P298. Vitamin D status and inflammatory bowel disease - the role in disease activity and quality of life
F. Dias de Castro1, J. Magalhães1, P. Boal Carvalho1, M.J. Moreira1, P. Mota2, J. Cotter1, 1Centro Hospitalar do Alto Ave, Gastroenterology, Guimaraes, Portugal, 2Centro Hospitalar do Alto Ave, Clinical Pathology, Guimarães, Portugal
Inflammatory bowel disease (IBD), comprising Crohn's disease (CD) and ulcerative colitis (UC), is a group of debilitating conditions associated with deregulated mucosal immune response to intestinal microorganisms in a genetically susceptible host. Vitamin D is well recognized for its involvement in calcium homeostasis and musculoskeletal health. In addition, vitamin D plays a role in a variety of other systems and pathologies such as the immune response.
The aim of this study is to investigate the correlation between disease activity and quality of life, in a cohort of IBD patients, with serum vitamin D levels.
We conducted a cross-sectional study in ambulatory care IBD patients. Clinical disease activity (Harvey–Bradshaw and Mayo clinical score) and quality of life (Short Inflammatory Bowel Disease Questionnaire - SIBDQ) were assessed through validated questionnaires. Serum 25-hydroxy-vitamin D levels were used for vitamin D status, and deficiency was defined as a level less than 30 ng/mL. C-reactive protein (CRP), ferritin, albumin, erythrocyte sedimentation rate (ESR) and hemoglobin levels were correlated with serum 25-hydroxy-vitamin D levels. All samples were collected during summer months.
Statistical analysis was performed with SPSS vs 18.0 and a p value of less than 0.05 was considered statistically significant.
A total of 76 patients were enrolled, 72.4% female with mean age 34±10 years, 19 with UC (25%) and 57 with CD (75%).
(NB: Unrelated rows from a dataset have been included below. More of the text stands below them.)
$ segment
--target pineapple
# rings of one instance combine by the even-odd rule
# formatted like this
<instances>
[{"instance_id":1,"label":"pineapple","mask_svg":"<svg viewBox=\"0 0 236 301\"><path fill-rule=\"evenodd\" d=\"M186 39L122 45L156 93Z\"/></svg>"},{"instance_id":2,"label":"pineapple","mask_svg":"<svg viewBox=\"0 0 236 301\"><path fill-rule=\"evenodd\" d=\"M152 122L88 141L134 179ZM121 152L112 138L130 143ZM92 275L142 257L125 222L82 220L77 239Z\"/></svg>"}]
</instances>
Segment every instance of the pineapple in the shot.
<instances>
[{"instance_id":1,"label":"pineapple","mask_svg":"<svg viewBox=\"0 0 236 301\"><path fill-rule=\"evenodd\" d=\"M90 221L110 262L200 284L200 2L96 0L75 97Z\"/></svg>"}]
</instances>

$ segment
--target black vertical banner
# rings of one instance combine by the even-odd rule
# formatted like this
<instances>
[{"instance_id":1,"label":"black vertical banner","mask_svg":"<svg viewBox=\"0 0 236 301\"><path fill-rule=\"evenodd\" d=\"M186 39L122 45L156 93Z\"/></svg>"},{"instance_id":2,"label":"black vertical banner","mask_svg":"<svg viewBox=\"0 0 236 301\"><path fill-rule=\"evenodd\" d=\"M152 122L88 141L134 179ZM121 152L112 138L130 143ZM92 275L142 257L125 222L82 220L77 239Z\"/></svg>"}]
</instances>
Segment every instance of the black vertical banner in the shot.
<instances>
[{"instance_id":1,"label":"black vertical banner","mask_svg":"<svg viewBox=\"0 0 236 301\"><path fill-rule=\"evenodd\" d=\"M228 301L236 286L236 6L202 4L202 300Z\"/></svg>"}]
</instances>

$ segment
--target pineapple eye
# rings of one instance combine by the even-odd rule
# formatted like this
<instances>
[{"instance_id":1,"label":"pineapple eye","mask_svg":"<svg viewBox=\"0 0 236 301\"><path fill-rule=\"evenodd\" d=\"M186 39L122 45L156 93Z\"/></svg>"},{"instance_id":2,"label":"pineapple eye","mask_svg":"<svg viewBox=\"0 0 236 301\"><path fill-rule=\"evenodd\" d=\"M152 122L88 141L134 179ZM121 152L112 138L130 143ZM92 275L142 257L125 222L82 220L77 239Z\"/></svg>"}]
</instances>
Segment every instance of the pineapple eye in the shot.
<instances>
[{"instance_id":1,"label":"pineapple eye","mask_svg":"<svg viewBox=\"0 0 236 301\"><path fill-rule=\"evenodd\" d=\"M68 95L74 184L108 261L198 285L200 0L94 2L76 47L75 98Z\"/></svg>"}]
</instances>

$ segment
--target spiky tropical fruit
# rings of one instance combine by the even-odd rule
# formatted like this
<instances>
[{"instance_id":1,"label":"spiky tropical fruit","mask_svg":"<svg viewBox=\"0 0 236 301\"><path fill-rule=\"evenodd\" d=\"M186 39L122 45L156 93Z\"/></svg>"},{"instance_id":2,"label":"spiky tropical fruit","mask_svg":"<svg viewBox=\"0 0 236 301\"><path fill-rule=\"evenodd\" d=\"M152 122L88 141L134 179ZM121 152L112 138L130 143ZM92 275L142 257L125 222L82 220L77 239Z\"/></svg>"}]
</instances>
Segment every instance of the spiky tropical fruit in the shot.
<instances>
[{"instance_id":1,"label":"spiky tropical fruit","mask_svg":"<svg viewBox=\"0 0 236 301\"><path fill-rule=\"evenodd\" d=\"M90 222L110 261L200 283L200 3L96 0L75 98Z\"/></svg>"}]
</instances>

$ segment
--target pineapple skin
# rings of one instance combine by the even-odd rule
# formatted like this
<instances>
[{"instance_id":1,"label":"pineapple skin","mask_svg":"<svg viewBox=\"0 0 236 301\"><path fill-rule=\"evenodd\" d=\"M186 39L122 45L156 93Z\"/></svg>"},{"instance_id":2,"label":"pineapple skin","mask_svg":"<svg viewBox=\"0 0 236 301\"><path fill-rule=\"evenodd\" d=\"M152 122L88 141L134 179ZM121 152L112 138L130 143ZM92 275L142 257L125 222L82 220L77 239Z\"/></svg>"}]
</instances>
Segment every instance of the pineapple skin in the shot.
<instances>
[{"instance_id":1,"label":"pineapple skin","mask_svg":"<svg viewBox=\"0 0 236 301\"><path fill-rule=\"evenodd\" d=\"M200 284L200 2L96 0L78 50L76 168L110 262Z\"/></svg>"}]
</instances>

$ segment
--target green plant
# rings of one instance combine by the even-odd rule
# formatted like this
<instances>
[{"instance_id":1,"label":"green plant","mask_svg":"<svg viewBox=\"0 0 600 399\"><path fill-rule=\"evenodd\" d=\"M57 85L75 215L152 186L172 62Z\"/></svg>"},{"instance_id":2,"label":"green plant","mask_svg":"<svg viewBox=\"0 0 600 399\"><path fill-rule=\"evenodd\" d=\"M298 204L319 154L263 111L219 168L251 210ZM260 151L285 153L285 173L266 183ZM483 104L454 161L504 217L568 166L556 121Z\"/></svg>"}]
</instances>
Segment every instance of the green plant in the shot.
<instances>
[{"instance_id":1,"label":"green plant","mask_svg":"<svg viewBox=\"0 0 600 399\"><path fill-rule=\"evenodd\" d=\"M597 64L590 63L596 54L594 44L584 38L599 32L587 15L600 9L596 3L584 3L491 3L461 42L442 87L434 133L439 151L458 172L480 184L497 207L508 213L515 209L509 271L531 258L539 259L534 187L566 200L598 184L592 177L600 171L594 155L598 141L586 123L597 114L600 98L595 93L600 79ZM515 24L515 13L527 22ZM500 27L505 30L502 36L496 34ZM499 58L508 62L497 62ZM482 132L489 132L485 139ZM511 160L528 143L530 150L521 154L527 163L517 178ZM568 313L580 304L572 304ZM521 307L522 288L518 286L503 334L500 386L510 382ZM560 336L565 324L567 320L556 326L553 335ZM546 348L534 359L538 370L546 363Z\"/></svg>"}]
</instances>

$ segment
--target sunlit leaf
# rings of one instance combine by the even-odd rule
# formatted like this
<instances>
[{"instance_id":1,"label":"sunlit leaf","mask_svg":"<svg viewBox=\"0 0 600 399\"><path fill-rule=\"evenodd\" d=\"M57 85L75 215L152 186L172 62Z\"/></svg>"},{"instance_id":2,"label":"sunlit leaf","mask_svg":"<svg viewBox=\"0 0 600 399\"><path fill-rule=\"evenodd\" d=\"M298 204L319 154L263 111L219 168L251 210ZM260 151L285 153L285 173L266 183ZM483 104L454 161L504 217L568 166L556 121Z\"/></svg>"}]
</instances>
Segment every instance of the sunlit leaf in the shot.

Average serum 25-hydroxy-vitamin D levels were low (all 26±10 ng/mL, UC 30±12.54 ng/mL, CD 24.6±8.04 ng/mL) and there was a statistically significant difference between UC and CD patients (p = 0.032). Hypovitaminosis D was found in 68% of all patients, 58% of UC and 72% of CD patients. A significantly higher proportion of patients with low levels of vitamin D had higher levels of CRP (10.7 vs 4.3 mg/L, p = 0.048). On the other hand, the presence of anemia, low levels of albumin, and higher levels of ferritin and ESR didn't correlate significantly with lower levels of vitamin D. Mean Harvey–Bradshaw was 2.74 (0–15), mean Mayo clinical score was 1.95 (0–8), mean SIBDQ was 51 for UC patients and 50 for CD patients. Vitamin D deficiency didn't correlate with clinical IBD activity (CD p = 0.278; UC p = 0.224) or lower levels of quality of life (p = 0.993).
A significantly high percentage of IBD patients had vitamin D deficiency, and this condition was significantly more frequent in CD patients, drawing attention to the need for supplementation. CRP levels trended towards an inverse relationship with vitamin D status. In our study clinical disease activity and quality of life didn't correlate significantly with lower levels of vitamin D.